Make the brine: combine water, vinegar & salt in a 4 quart saucepan, and set aside.
Trim the green beans: cut the stem end (I never bother trimming the tail whisker off) from a bean, aiming for such a length that when standing in the jar, said bean reaches to just under the thread (1/2″ clearance to the rim). Use this Bean Of Indicative Length as a guide to trim and stockpile the remaining beans. Chortle to yourself that your precision and calm have gamed my system, but don’t discard the odd lengths of bean just yet.
Into each jar, drop one garlic clove, one red pepper (or a pinch of pepper flakes), a pinch of each spice, and a scratch of fresh ginger. With clean hands, begin to pack the jars with beans, getting them as tightly wedged in there as you can without bruising or shredding them. A chopstick might be helpful; at least in theory you can poke it in and make a little space for a bean. Use the odd lengths of bean as needed to make sure things are super snug in beanville. Use a small sharp knife to trim anything poking up higher than the lower rim of the jar.

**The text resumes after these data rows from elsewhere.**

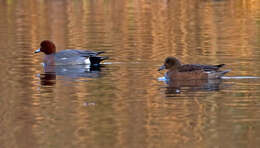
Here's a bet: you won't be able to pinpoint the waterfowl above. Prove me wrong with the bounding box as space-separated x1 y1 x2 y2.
158 57 229 80
34 40 108 66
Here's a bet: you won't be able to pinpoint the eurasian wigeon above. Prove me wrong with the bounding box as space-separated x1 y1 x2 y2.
34 40 108 66
158 57 229 80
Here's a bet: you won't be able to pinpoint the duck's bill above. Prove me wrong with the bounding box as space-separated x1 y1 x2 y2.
158 65 165 71
34 48 41 53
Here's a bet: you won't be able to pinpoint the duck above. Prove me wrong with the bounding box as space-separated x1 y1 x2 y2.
34 40 108 66
158 57 230 80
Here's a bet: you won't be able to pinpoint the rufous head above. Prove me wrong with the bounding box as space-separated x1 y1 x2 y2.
158 57 181 71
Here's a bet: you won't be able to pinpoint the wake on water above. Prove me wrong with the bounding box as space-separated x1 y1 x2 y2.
158 76 260 81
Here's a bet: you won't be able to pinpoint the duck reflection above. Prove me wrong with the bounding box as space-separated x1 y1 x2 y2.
165 79 222 94
40 65 104 85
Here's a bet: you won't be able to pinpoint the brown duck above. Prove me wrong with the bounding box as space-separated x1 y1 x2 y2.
158 57 229 80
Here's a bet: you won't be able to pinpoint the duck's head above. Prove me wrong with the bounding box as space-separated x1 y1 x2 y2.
34 40 56 55
158 57 181 71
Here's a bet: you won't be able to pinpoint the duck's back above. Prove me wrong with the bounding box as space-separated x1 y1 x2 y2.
179 64 225 72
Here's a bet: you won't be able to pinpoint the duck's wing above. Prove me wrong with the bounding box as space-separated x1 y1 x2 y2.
179 64 225 72
56 49 104 58
178 64 203 72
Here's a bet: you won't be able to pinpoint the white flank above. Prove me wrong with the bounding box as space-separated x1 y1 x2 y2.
84 58 91 64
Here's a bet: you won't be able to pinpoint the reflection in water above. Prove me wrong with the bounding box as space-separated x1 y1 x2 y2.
0 0 260 148
165 79 222 94
40 72 56 86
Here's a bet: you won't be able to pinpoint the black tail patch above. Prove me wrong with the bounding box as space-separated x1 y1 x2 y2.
216 64 225 68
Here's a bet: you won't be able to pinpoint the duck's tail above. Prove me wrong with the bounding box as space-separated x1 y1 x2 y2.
89 56 108 66
208 70 230 79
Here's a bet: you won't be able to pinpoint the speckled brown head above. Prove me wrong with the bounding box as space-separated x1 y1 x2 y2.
158 57 181 71
34 40 56 55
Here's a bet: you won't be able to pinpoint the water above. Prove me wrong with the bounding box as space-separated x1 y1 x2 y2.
0 0 260 148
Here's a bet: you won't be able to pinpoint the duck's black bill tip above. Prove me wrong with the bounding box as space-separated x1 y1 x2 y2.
34 48 41 53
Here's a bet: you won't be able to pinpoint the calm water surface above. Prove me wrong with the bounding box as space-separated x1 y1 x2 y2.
0 0 260 148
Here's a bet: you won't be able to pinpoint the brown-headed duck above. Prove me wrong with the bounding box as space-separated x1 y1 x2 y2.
158 57 229 80
34 40 108 66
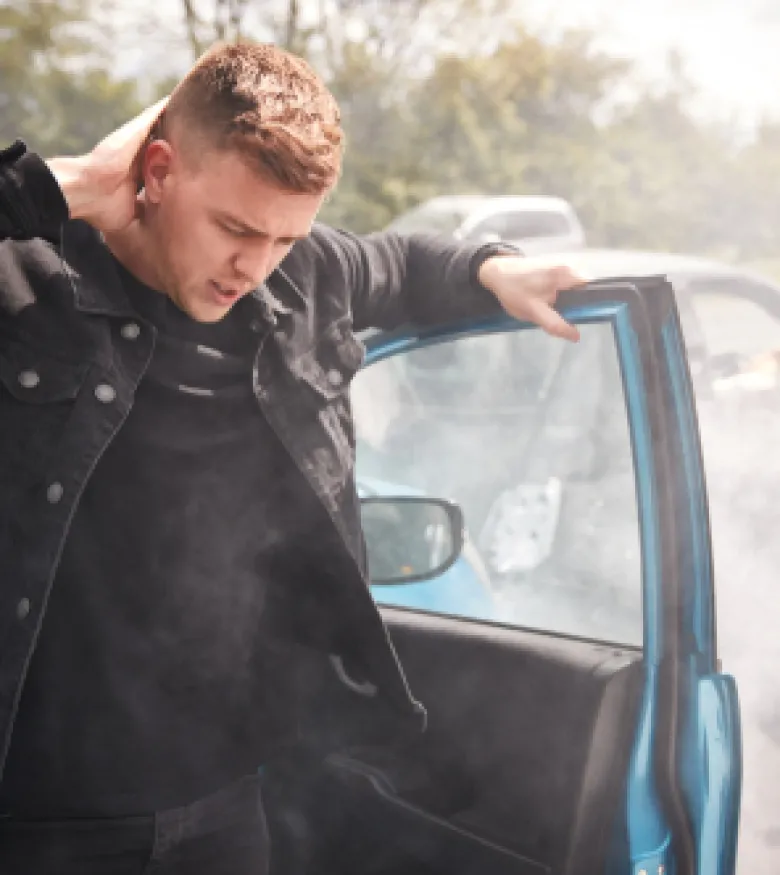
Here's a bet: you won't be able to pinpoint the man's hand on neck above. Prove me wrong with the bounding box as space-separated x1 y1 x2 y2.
48 98 168 235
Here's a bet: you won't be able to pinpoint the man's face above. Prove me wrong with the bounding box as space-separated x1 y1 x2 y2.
146 143 325 322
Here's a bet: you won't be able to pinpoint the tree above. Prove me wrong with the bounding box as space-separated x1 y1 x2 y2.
0 0 140 155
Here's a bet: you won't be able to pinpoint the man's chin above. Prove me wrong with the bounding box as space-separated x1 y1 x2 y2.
170 295 231 325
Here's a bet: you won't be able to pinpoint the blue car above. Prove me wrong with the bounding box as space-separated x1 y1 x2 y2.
358 479 498 620
330 277 742 875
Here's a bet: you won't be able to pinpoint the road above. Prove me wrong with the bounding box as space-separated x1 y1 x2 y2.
700 398 780 875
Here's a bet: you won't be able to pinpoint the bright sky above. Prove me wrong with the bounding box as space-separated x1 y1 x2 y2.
523 0 780 124
116 0 780 125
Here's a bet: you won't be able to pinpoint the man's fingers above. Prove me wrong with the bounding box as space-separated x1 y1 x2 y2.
528 301 580 342
98 97 169 162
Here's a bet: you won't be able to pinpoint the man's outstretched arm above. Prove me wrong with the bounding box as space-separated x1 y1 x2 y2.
304 226 584 340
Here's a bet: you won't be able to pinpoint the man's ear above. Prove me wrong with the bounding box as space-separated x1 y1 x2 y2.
142 140 173 204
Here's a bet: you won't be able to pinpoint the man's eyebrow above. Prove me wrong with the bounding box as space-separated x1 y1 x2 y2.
217 211 309 240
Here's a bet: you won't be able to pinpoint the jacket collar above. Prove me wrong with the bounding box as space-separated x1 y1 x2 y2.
62 219 136 317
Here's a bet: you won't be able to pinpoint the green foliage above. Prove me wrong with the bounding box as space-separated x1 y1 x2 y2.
0 0 780 261
0 0 141 156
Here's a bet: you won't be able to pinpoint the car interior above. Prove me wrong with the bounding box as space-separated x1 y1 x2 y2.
264 608 643 875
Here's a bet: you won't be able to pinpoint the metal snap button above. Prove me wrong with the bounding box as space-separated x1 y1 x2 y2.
19 371 41 389
46 483 65 504
95 383 116 404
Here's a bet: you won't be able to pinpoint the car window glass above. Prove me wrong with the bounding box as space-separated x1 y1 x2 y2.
352 324 642 644
683 279 780 357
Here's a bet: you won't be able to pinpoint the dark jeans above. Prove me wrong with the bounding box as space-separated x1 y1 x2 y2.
0 776 268 875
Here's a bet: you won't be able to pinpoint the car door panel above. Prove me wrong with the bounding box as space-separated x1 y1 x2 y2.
384 609 642 872
262 279 738 875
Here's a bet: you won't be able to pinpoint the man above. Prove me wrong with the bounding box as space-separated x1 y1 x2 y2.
0 45 578 875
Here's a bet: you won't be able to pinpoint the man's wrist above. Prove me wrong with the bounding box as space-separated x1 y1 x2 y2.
477 250 523 294
46 156 93 219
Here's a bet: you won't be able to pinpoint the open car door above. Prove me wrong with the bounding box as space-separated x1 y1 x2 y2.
266 278 741 875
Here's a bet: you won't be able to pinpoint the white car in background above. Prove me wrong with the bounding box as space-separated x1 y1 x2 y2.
388 195 585 255
541 249 780 401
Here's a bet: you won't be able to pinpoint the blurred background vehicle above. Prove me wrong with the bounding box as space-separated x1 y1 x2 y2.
388 195 585 255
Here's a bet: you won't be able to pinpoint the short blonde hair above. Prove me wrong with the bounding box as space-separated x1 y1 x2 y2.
161 43 344 194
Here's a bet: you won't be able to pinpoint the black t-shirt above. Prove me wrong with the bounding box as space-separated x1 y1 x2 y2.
0 256 310 817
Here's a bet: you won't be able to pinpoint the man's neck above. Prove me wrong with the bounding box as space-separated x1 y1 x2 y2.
104 220 166 294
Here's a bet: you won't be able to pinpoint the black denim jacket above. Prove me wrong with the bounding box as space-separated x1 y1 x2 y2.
0 143 506 780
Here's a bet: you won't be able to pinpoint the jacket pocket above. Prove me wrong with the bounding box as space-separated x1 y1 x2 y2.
0 343 89 488
293 320 366 401
290 320 365 494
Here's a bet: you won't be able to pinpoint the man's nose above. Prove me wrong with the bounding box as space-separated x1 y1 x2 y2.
233 239 273 288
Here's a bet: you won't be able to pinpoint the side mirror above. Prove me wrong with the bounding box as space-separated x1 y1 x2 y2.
360 496 464 585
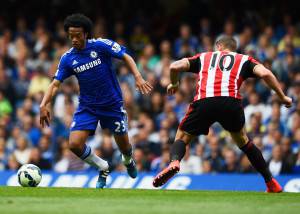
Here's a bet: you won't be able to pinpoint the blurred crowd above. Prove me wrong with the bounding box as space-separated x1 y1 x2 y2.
0 7 300 175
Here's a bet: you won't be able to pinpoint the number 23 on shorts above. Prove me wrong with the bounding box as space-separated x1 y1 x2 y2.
115 120 126 133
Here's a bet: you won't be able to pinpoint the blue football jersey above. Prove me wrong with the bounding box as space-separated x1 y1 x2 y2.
54 39 126 106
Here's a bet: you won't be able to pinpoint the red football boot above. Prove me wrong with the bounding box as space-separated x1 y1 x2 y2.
266 178 282 193
153 160 180 187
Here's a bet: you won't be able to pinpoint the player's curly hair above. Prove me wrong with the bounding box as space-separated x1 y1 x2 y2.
64 13 93 38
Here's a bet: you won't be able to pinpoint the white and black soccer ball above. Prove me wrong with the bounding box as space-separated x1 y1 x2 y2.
18 164 42 187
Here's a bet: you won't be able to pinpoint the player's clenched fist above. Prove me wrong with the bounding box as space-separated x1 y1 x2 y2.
280 96 293 108
135 77 153 94
40 106 51 128
167 83 179 95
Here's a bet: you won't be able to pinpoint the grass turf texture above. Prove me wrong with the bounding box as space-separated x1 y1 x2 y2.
0 187 300 214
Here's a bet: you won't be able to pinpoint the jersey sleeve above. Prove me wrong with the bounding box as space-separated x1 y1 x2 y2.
97 39 126 59
53 55 73 82
187 54 201 73
241 56 261 79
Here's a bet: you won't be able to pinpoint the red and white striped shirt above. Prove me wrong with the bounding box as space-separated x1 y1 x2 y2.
188 51 259 101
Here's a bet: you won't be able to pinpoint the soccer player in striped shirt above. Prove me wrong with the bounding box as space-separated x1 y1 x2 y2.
153 37 292 192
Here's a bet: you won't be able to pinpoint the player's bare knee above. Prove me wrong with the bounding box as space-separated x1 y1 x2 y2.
69 141 82 156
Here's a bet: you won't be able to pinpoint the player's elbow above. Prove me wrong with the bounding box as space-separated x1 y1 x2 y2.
254 65 272 79
259 68 273 79
170 61 182 72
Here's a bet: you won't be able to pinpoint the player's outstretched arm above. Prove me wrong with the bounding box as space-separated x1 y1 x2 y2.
124 54 153 94
253 64 292 108
167 58 190 95
40 79 60 128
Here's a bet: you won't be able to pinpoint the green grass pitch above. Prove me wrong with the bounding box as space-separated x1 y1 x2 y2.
0 187 300 214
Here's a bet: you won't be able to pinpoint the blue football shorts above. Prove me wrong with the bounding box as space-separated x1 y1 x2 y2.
70 105 128 135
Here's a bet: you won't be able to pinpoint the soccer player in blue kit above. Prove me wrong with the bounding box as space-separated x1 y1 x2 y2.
40 14 152 188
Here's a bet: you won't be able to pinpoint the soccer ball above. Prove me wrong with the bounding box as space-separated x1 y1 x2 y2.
18 164 42 187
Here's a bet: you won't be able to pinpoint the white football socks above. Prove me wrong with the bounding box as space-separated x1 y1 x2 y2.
83 152 108 171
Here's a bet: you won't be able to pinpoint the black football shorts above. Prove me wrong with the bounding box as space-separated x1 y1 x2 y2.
179 97 245 136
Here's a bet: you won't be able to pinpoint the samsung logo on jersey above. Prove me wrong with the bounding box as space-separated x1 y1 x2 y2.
74 58 101 73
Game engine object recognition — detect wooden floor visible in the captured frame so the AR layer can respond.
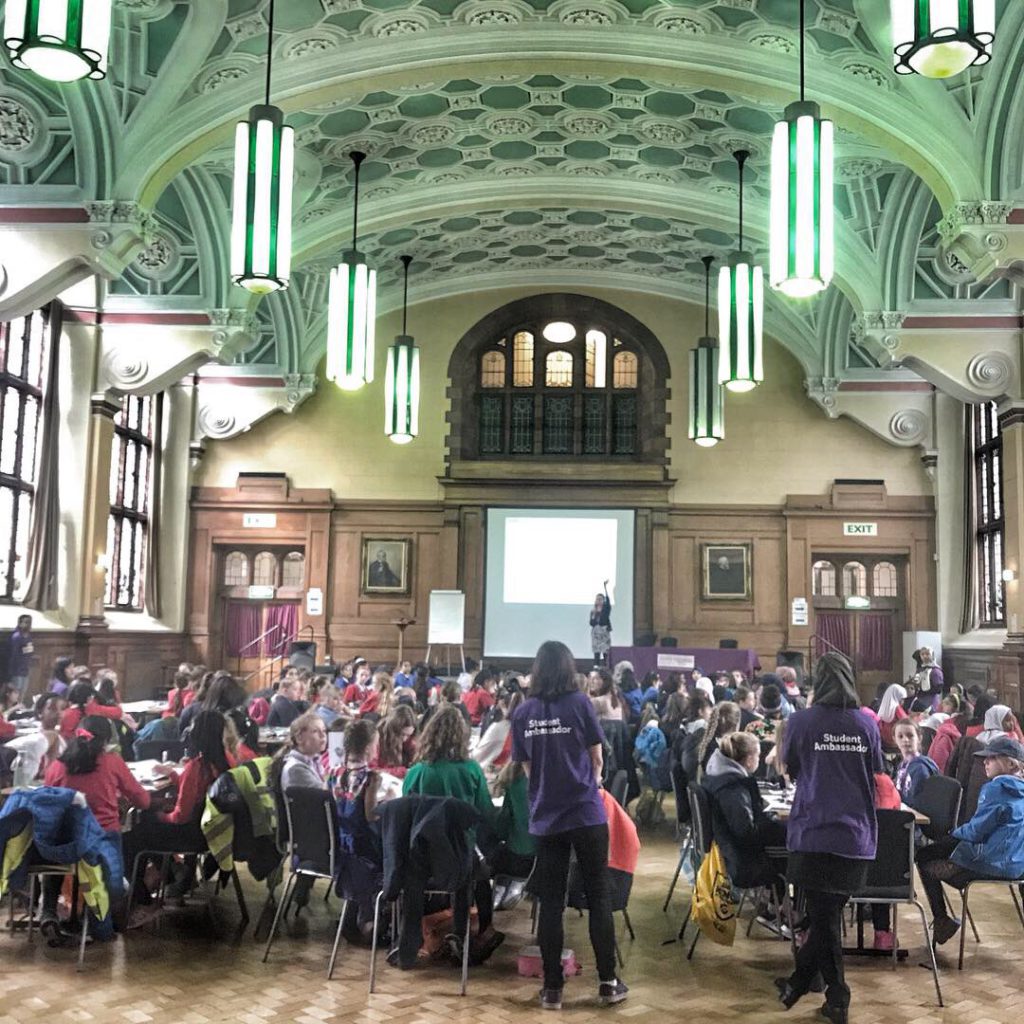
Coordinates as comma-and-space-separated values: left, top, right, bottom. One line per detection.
0, 830, 1024, 1024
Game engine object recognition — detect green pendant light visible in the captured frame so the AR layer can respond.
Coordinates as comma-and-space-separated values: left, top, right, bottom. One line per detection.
231, 0, 295, 295
327, 153, 377, 391
690, 256, 725, 447
384, 256, 420, 444
3, 0, 114, 82
892, 0, 995, 78
718, 150, 765, 391
769, 0, 836, 299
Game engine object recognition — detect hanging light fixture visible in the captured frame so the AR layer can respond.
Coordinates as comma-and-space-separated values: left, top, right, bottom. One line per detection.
690, 256, 725, 447
327, 153, 377, 391
892, 0, 995, 78
384, 256, 420, 444
231, 0, 295, 295
3, 0, 113, 82
769, 0, 836, 299
718, 150, 765, 391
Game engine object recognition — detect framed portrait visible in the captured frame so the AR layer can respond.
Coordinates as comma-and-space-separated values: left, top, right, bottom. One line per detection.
359, 537, 413, 594
700, 544, 752, 601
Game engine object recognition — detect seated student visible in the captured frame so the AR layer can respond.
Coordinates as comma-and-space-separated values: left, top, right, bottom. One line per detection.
589, 669, 622, 722
341, 658, 370, 707
358, 672, 394, 722
40, 715, 150, 943
266, 676, 302, 728
60, 679, 121, 740
493, 761, 537, 879
327, 719, 384, 945
374, 705, 417, 778
401, 708, 505, 964
469, 690, 523, 771
123, 711, 236, 902
270, 711, 327, 793
701, 732, 785, 889
462, 669, 497, 725
394, 658, 416, 690
916, 736, 1024, 945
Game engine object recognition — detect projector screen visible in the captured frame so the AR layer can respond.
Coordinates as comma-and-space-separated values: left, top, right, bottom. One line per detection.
483, 509, 634, 658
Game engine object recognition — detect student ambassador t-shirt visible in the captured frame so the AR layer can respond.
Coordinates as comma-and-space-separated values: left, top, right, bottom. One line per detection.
512, 691, 607, 836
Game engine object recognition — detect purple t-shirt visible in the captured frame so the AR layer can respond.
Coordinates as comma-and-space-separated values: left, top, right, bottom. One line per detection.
512, 691, 608, 836
782, 705, 883, 860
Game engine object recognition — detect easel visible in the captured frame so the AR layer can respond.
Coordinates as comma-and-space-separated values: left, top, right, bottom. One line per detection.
427, 644, 466, 676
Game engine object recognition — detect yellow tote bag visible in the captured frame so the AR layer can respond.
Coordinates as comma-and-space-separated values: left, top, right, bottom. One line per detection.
692, 843, 736, 946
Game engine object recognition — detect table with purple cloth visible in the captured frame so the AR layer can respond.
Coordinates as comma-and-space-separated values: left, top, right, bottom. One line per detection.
608, 647, 761, 680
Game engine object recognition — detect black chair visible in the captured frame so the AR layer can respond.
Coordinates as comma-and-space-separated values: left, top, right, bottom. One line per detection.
913, 775, 964, 843
850, 810, 942, 1007
135, 739, 185, 761
608, 768, 630, 807
263, 786, 348, 980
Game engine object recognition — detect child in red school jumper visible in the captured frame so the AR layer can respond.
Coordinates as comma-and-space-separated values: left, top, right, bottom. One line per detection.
40, 715, 150, 945
59, 679, 122, 739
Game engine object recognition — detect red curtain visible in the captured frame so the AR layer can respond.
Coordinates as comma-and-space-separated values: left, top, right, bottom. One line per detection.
815, 611, 853, 658
224, 601, 260, 657
857, 612, 893, 672
263, 604, 299, 657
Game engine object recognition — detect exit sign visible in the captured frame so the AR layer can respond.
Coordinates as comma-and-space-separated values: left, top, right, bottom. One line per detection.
843, 522, 879, 537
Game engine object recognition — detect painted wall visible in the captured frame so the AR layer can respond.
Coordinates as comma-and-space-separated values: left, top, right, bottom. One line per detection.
198, 289, 931, 504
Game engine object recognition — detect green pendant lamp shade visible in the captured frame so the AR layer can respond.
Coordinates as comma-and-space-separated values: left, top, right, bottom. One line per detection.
3, 0, 114, 82
769, 0, 836, 299
718, 150, 765, 391
327, 153, 377, 391
384, 256, 420, 444
690, 256, 725, 447
231, 0, 295, 295
892, 0, 995, 78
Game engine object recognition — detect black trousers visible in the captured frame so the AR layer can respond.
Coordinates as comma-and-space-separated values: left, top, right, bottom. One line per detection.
790, 890, 850, 1008
534, 824, 615, 988
914, 836, 987, 919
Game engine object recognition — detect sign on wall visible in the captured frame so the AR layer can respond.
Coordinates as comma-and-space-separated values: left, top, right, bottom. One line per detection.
242, 512, 278, 529
843, 522, 879, 537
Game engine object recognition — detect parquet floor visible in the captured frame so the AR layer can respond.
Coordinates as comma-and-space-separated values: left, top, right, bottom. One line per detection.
0, 830, 1024, 1024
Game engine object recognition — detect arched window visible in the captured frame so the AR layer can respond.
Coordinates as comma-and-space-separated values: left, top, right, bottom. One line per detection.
544, 352, 572, 387
843, 562, 867, 597
447, 293, 671, 465
871, 562, 899, 597
480, 349, 505, 387
224, 551, 249, 587
281, 551, 306, 589
253, 551, 278, 587
611, 352, 638, 388
811, 561, 836, 597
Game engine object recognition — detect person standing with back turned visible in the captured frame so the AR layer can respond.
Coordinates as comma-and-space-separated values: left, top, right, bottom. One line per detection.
775, 652, 883, 1024
512, 640, 629, 1010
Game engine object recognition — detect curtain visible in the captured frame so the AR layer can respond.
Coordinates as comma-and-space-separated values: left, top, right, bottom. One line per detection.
959, 406, 979, 633
263, 604, 299, 657
23, 299, 63, 611
857, 612, 893, 672
145, 391, 164, 618
224, 601, 260, 657
815, 611, 853, 659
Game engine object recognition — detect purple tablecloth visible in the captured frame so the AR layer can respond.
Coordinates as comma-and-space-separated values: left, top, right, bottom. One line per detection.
608, 647, 761, 679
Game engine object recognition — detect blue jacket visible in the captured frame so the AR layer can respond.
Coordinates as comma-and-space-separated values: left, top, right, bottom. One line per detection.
950, 775, 1024, 879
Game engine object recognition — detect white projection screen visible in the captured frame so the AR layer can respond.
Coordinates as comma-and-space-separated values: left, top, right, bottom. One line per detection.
483, 509, 634, 658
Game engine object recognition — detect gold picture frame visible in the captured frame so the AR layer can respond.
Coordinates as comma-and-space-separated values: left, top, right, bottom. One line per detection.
700, 542, 753, 601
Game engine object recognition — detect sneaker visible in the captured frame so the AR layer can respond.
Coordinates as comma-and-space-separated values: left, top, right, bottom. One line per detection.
541, 988, 562, 1010
932, 918, 959, 946
597, 978, 630, 1007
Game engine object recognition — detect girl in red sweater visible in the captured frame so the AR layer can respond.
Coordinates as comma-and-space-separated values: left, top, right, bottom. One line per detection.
39, 715, 150, 945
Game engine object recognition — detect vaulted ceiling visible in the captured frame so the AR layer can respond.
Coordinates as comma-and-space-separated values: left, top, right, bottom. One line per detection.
0, 0, 1024, 374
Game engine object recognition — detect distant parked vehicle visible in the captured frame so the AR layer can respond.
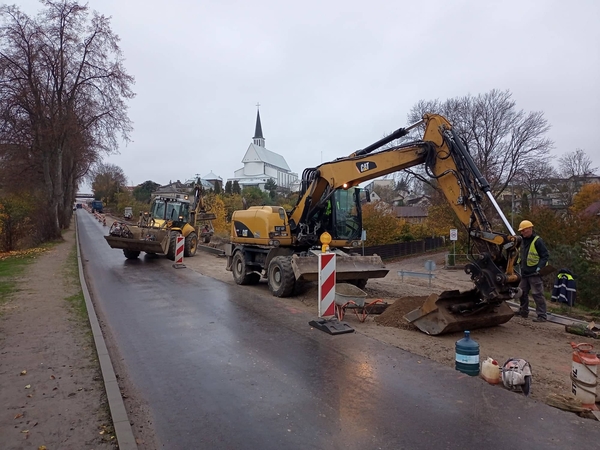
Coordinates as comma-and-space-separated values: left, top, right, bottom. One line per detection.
91, 200, 104, 213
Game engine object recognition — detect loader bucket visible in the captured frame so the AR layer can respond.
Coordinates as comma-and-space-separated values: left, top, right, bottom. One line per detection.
292, 255, 389, 281
196, 213, 217, 222
404, 289, 515, 335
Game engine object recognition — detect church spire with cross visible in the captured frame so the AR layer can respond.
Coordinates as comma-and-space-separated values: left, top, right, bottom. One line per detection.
252, 103, 265, 147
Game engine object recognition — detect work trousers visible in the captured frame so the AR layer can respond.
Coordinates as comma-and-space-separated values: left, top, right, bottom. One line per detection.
519, 275, 547, 319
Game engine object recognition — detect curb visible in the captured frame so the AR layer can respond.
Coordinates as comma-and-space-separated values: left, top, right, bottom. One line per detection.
75, 215, 138, 450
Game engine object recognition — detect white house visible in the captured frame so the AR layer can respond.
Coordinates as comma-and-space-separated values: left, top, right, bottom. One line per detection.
227, 111, 298, 190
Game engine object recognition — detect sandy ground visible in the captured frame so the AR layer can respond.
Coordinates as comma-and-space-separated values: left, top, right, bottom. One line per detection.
184, 243, 600, 408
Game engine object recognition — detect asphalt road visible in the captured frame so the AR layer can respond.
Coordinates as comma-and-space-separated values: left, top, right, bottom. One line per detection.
77, 210, 600, 450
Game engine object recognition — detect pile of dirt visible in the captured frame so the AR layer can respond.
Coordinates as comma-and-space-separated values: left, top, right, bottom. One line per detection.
375, 296, 427, 330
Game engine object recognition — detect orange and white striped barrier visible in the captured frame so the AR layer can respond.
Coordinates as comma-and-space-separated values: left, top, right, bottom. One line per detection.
308, 252, 354, 334
318, 253, 335, 319
173, 235, 185, 269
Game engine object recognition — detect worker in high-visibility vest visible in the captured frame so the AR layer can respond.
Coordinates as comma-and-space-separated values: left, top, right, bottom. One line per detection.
517, 220, 550, 322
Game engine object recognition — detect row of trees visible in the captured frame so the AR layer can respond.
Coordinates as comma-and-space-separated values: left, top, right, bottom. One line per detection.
0, 0, 134, 248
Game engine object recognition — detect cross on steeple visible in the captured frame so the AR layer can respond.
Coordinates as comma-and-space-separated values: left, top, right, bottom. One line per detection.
252, 103, 265, 147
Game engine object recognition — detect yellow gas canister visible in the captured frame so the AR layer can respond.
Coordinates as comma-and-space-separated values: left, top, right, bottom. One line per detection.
481, 358, 500, 384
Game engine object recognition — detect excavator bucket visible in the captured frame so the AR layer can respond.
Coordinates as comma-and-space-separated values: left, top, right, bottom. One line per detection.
292, 255, 389, 281
404, 289, 515, 335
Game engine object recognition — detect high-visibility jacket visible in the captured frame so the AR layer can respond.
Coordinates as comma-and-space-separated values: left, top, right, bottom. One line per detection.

When all the jars have been packed, heat the pot of brine over medium heat to a low boil. Ladle the hot brine into the jars, filling to 1/4″ from the top. Wipe rims, center lids and apply bands, fingertip tight, moving jars to the canner rack as they are completed. Lower the rack, cover the pot and return to a low boil. Process jars for 10min (pints or quarts), counting from the time the water returns to a boil. Remove canner lid and allow jars to cool at least 5 minutes in the water before removing them to a folded towel; cool completely before removing bands and labeling for storage. Sealed jars will keep for at least a year; once opened, keep refrigerated.